The Rosenbergs purchased six acres of land in Greenfield Hill, Fairfield, Connecticut in 1928 where they built a home of Louis' design. Interior and exterior photographs of the Rosenberg home by Henry H. Sayler for Architecture, January 1935, are included in the collection. Rosenberg was a neighbor of John Taylor Arms and these fellow etchers exchanged prints, criticized each others work and used many of the same European subjects. It was to the Arm's apartment over their garage that Mrs. Rosenberg moved when she sold their Greenfield Hill home while Louis was serving abroad in World War II.

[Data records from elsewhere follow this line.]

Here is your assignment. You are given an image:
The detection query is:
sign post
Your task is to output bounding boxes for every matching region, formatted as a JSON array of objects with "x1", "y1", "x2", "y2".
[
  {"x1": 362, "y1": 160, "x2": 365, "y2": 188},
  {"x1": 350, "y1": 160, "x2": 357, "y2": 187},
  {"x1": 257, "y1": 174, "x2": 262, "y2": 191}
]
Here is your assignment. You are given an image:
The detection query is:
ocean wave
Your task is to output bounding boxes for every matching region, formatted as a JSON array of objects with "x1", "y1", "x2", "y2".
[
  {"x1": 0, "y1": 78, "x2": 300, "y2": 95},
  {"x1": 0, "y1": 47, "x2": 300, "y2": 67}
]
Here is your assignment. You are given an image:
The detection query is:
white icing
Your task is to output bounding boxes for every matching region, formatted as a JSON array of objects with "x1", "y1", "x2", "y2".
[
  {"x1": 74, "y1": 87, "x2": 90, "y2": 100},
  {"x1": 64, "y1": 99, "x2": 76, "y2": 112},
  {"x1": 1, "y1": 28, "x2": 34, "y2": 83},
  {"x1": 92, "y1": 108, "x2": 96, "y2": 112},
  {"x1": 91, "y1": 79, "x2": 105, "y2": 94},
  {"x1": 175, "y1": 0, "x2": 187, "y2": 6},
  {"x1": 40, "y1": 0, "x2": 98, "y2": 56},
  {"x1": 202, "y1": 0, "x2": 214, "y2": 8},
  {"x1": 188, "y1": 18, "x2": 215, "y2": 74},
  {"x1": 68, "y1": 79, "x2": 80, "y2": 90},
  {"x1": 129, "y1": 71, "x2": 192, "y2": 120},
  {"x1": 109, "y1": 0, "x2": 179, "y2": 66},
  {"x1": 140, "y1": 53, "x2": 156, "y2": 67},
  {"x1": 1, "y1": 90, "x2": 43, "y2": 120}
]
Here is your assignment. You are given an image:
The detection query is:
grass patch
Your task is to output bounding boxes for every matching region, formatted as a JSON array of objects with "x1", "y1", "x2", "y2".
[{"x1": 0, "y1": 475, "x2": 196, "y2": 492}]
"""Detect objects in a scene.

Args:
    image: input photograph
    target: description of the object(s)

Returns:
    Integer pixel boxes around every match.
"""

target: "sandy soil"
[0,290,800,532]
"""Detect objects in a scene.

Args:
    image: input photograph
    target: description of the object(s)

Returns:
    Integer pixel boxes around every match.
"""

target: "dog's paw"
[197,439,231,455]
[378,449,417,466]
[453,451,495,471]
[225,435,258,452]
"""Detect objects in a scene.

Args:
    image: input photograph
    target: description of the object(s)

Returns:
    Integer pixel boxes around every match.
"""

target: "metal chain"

Through the 1930s Rosenberg concentrated on etching and dry point, doing only occasional architectural work. With the advent of World War II, Rosenberg enlisted in the U.S. Army and was again assigned to a camouflage unit under the command of Aymar Embury, the New York architect. His company was sent to North Africa where Rosenberg sketched and water-colored. These are included in the book Middle East War Projects of Johnson, Drake, and Piper, Inc., for the Corps of Engineers, U.S. Army, 1942-43. The unit was broken up after eighteen months at which time Rosenberg returned to Portland where he worked with local architects Glenn Stanton and Hollis Johnston for three years. The 1940s saw the decline of etching as a popular medium and a lucrative market, according to Rosenberg, and with the death of his agent, H.C. Dickins, Rosenberg turned his attention once more to architectural rendering.
While working on plans for a Veterans' hospital in Klamath Falls, Oregon, Rosenberg met Aaron N. Kiff of the New York architectural alliance of Kiff-Colean-Voss and Souder of the York and Sawyer office. upon his return to New York in 1946, Rosenberg joined the Kiff alliance. Rosenberg worked his way up within the firm for the next eighteen years. He was head designer from 1958-1964 at which time he retired and returned to the Portland area where he still resides.